There is a cruel irony — if it could even be called that — to Lisa's death. Throughout her entire life, Lisa was taken advantage of and tortured by people who were supposed to protect her. She was damaged beyond comprehension by men and offered no mercy.
This tradition would extend to the end of her life, when Donald Trump's administration and the Supreme Court he stacked would vote to kill her.
That a man accused of sexual assault by 25 women has executed a woman who suffered psychologically devastating sexual abuse throughout her whole life feels like an appropriate end to a horrible story. That she died on the day of Trump's impeachment trial is another kind of twisted irony.
A Spree of Executions
Throughout 2020, the Trump Administration has rushed 10 prisoners to death in a murderous spree. Joe Biden has pledged to end the death penalty, so the Trump Administration's executions are a clear attempt to exercise and cling to power before it leaves or is forced to leave office.
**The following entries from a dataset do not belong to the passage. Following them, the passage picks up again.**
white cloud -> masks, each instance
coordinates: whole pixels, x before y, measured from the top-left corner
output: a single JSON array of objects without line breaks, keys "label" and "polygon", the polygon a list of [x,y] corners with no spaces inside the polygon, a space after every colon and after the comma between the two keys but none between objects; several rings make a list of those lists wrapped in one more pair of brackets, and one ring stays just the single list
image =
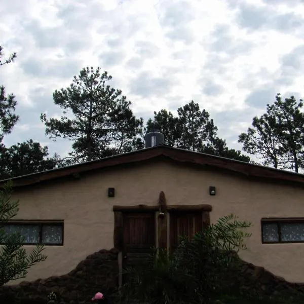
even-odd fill
[{"label": "white cloud", "polygon": [[40,114],[60,116],[52,93],[100,66],[136,115],[175,113],[194,99],[240,148],[238,134],[275,93],[301,92],[303,13],[300,0],[5,2],[0,44],[18,57],[0,83],[21,120],[6,143],[34,138],[66,155],[70,142],[48,141]]}]

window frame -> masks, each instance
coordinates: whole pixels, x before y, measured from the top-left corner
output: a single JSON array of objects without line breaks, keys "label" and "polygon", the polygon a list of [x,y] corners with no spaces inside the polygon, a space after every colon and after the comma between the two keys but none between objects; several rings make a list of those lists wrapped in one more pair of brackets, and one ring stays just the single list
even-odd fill
[{"label": "window frame", "polygon": [[[261,232],[262,244],[294,244],[304,243],[302,241],[282,241],[282,233],[281,224],[304,224],[304,218],[290,217],[290,218],[262,218],[261,220]],[[263,228],[265,224],[277,224],[278,226],[278,241],[267,242],[264,241]]]},{"label": "window frame", "polygon": [[[7,222],[2,224],[4,227],[9,225],[30,225],[38,226],[39,227],[39,242],[38,243],[23,243],[22,246],[33,246],[37,245],[44,245],[45,246],[63,246],[64,243],[64,221],[63,220],[8,220]],[[42,232],[44,225],[54,225],[61,227],[62,237],[61,243],[42,243]],[[5,243],[0,243],[0,245],[5,245]]]}]

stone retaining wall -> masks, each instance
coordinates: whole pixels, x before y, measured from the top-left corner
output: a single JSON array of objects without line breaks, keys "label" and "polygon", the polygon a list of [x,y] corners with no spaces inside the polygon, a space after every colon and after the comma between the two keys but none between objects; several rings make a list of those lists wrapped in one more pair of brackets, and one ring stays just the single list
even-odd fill
[{"label": "stone retaining wall", "polygon": [[0,288],[0,303],[46,303],[54,291],[65,302],[90,301],[97,291],[111,294],[118,282],[118,251],[102,250],[88,256],[66,275]]},{"label": "stone retaining wall", "polygon": [[304,295],[304,283],[294,283],[277,277],[262,267],[241,261],[240,271],[230,276],[241,289],[258,296]]},{"label": "stone retaining wall", "polygon": [[[90,301],[97,291],[110,296],[118,285],[118,254],[116,249],[100,250],[88,256],[66,275],[2,287],[0,303],[46,304],[47,296],[52,291],[60,295],[59,302],[62,303]],[[241,290],[259,296],[304,295],[304,283],[288,282],[262,267],[244,261],[241,261],[239,269],[227,274],[229,287],[236,284]]]}]

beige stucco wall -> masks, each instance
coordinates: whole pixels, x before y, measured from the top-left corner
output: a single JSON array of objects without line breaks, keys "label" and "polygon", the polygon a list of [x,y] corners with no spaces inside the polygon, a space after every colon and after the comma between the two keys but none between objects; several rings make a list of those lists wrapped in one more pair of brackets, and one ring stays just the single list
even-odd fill
[{"label": "beige stucco wall", "polygon": [[[210,185],[216,187],[214,197]],[[115,198],[107,197],[109,187],[115,187]],[[303,189],[162,161],[16,192],[20,208],[16,218],[65,223],[64,246],[47,247],[48,259],[30,269],[26,280],[64,274],[89,254],[112,248],[112,206],[155,205],[162,191],[168,205],[211,204],[211,222],[230,213],[251,221],[253,235],[241,256],[287,280],[304,282],[304,244],[262,244],[260,228],[262,217],[304,217]]]}]

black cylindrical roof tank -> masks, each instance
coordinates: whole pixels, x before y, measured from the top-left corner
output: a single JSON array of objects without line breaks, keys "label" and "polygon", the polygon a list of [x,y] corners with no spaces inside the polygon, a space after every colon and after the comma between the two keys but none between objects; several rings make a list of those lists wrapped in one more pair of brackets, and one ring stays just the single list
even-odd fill
[{"label": "black cylindrical roof tank", "polygon": [[150,148],[156,145],[164,144],[165,137],[158,129],[151,129],[145,136],[145,147]]}]

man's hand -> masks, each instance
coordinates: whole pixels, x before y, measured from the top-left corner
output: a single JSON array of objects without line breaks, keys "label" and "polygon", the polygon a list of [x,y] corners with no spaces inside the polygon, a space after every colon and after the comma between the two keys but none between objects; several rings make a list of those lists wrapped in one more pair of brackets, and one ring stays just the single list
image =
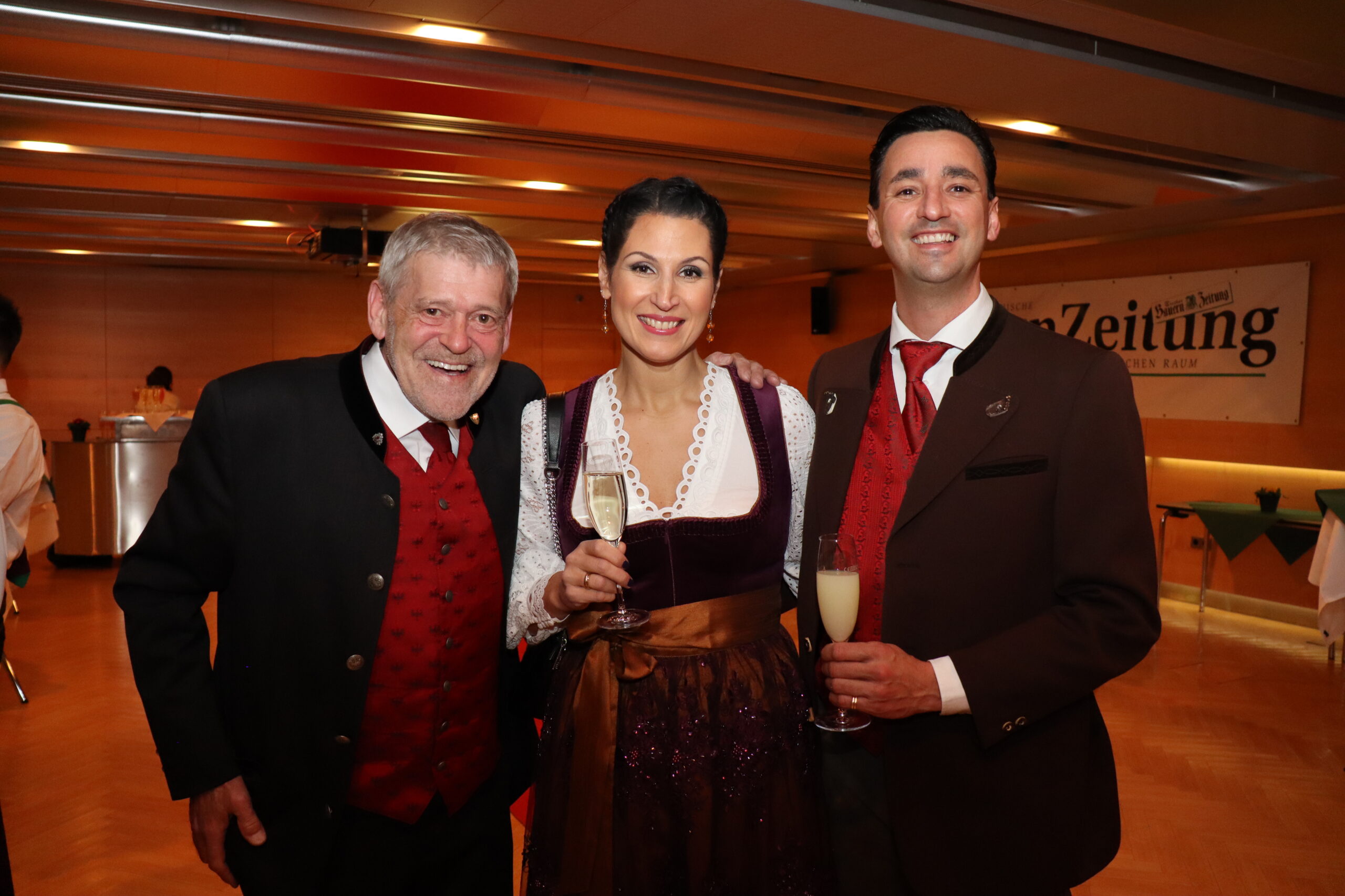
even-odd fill
[{"label": "man's hand", "polygon": [[752,388],[761,388],[767,383],[771,386],[788,386],[784,377],[775,371],[768,371],[756,361],[749,361],[737,352],[729,355],[728,352],[710,352],[705,356],[705,360],[712,364],[718,364],[720,367],[734,367],[738,371],[738,379],[752,383]]},{"label": "man's hand", "polygon": [[[905,719],[943,709],[933,666],[894,643],[829,643],[822,647],[820,658],[818,672],[826,678],[833,705],[878,719]],[[858,697],[859,703],[851,697]]]},{"label": "man's hand", "polygon": [[247,795],[242,775],[192,797],[188,814],[191,842],[196,845],[200,861],[219,875],[219,880],[230,887],[238,887],[229,865],[225,864],[225,832],[229,829],[229,818],[238,818],[238,833],[253,846],[266,842],[266,832],[257,813],[252,810],[252,797]]}]

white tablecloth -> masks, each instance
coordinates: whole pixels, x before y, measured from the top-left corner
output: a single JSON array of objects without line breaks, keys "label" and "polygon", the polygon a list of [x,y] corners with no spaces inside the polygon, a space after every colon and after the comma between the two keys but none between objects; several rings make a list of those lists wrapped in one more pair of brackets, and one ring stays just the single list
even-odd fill
[{"label": "white tablecloth", "polygon": [[1317,627],[1332,642],[1345,633],[1345,523],[1328,510],[1307,580],[1318,588]]}]

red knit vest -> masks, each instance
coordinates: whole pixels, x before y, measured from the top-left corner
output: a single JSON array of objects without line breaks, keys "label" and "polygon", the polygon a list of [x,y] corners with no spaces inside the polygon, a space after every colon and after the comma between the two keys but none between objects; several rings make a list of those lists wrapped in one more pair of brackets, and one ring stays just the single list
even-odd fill
[{"label": "red knit vest", "polygon": [[905,427],[901,426],[901,403],[892,380],[892,352],[884,352],[841,514],[841,535],[853,537],[859,552],[859,617],[851,641],[882,641],[888,537],[897,521],[916,459],[919,455],[911,453]]},{"label": "red knit vest", "polygon": [[[413,823],[438,793],[449,813],[495,770],[504,578],[467,458],[429,472],[395,438],[397,560],[364,699],[347,802]],[[445,549],[447,548],[447,549]]]}]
In the few months since he lost the 2020 US election, Trump's administration has ordered the executions of Orlando Hall, Brandon Bernard, and Alfred Bourgeois, three Black men. The last time a sitting duck president presided over an execution was when Grover Cleveland presided over the murder of a Native American of the Choctaw Nation named Richard Smith.
Others who received the death penalty this year under Trump include Christopher Vialva and Brandon Bernard, who committed crimes when they were 18 and 19, respectively, making them the first teenage offenders sent to death by the government in 70 years. In addition, Trump came under fire for killing a Navajo man named Lezmon Mitchell, ignoring the fact that the crime was committed on tribal lands, which do not implement the death penalty.
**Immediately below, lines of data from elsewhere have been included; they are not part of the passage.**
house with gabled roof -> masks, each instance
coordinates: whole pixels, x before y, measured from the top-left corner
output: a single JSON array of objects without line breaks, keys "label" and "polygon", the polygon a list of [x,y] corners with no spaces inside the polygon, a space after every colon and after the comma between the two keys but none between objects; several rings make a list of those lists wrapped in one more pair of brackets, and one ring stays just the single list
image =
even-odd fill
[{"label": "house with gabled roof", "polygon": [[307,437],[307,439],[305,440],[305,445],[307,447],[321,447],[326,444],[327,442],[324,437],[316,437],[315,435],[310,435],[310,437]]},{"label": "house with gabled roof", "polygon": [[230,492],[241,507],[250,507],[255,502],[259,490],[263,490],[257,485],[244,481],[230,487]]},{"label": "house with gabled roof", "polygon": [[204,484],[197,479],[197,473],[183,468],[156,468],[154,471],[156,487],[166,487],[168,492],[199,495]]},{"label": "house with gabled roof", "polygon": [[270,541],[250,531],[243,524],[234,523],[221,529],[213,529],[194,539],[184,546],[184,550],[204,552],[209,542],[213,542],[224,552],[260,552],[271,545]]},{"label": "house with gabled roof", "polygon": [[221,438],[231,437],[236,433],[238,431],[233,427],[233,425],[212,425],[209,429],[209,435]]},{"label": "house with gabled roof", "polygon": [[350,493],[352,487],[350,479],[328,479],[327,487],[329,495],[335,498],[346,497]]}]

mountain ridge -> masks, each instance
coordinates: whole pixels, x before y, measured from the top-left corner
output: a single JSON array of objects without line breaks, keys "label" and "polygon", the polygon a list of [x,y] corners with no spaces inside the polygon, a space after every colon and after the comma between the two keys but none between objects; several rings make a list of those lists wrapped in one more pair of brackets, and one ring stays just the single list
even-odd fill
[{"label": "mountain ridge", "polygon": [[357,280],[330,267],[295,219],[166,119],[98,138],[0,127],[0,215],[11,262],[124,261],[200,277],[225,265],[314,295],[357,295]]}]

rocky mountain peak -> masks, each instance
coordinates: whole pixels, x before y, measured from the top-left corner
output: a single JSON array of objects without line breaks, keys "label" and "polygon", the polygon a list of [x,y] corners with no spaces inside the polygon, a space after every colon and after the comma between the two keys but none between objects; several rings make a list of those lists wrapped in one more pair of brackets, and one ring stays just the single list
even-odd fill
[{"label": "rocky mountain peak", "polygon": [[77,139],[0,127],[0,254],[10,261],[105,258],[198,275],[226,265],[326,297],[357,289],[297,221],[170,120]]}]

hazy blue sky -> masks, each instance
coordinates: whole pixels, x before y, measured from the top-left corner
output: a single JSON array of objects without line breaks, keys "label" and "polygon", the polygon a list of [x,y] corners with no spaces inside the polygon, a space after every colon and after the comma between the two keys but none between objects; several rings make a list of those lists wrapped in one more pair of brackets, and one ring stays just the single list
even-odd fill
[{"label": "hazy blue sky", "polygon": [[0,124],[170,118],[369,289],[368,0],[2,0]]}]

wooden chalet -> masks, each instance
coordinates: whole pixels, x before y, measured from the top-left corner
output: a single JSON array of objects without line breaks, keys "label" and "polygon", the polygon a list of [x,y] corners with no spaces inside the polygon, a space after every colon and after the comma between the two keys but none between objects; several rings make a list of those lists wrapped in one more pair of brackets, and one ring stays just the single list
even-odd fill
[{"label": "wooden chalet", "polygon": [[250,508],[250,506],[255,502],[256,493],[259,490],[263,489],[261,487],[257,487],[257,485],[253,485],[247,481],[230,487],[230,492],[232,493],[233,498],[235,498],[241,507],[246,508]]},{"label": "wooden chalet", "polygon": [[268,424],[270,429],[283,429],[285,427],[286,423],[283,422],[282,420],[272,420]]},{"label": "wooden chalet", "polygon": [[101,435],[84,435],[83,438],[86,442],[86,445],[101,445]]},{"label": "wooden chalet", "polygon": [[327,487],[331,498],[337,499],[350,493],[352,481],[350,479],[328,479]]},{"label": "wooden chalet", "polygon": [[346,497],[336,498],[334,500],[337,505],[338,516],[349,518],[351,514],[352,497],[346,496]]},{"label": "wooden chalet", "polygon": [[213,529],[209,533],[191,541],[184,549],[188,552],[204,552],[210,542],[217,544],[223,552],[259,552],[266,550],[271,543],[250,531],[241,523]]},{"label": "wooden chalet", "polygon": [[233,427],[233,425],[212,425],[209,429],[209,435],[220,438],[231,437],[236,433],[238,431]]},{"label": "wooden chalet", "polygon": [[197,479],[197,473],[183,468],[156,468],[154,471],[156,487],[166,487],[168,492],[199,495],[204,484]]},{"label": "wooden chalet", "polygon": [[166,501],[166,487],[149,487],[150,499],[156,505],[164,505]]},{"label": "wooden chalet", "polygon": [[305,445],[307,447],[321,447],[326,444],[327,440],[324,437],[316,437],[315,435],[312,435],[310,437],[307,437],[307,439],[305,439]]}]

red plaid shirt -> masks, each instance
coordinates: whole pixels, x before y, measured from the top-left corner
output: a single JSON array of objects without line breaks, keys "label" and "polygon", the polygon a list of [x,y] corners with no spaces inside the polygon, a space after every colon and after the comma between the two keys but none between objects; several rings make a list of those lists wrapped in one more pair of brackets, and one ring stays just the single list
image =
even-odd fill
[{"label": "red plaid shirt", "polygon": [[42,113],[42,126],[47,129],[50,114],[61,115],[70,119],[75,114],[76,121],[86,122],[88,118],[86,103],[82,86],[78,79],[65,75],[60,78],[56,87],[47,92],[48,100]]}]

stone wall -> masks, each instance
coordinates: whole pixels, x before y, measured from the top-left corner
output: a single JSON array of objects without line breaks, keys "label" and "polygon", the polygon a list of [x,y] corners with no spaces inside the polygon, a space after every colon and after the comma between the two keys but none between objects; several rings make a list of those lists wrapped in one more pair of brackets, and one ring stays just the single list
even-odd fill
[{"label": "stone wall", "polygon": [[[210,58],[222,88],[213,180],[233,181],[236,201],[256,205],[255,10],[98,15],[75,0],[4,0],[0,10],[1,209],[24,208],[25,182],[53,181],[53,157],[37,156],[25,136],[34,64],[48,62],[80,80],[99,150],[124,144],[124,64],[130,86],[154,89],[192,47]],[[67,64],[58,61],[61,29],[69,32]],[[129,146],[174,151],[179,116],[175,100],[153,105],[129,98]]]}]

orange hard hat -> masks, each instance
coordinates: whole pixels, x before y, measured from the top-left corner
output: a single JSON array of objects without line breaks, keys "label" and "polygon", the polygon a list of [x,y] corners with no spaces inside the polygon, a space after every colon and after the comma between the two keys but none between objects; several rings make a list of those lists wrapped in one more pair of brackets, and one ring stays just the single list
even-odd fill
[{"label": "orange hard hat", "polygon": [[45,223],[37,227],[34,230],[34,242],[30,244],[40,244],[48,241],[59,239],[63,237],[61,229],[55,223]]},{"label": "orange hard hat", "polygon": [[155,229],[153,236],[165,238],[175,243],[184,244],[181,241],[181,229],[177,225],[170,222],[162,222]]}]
Today, 22 states have abolished capital punishment and support for the death penalty has plummeted to its lowest in 50 years. Not only is a federal death penalty extraordinarily ethically questionable—federal executions are extravagantly expensive and a drain on government resources.
Yet the savagery of Trump's administration's string of executions is yet another affirmation of his and his administration's fundamental beliefs, another example of how easily invocations of "law and order" disintegrate to violence.
"No-one has ever attempted to carry out so many executions at the federal level," said Robert Dunham, the director of the Death Penalty Information Center. "No-one in modern American history has attempted to carry out so many executions in such a short period of time... and no-one has done so in a manner that so closely disregards the rule of law."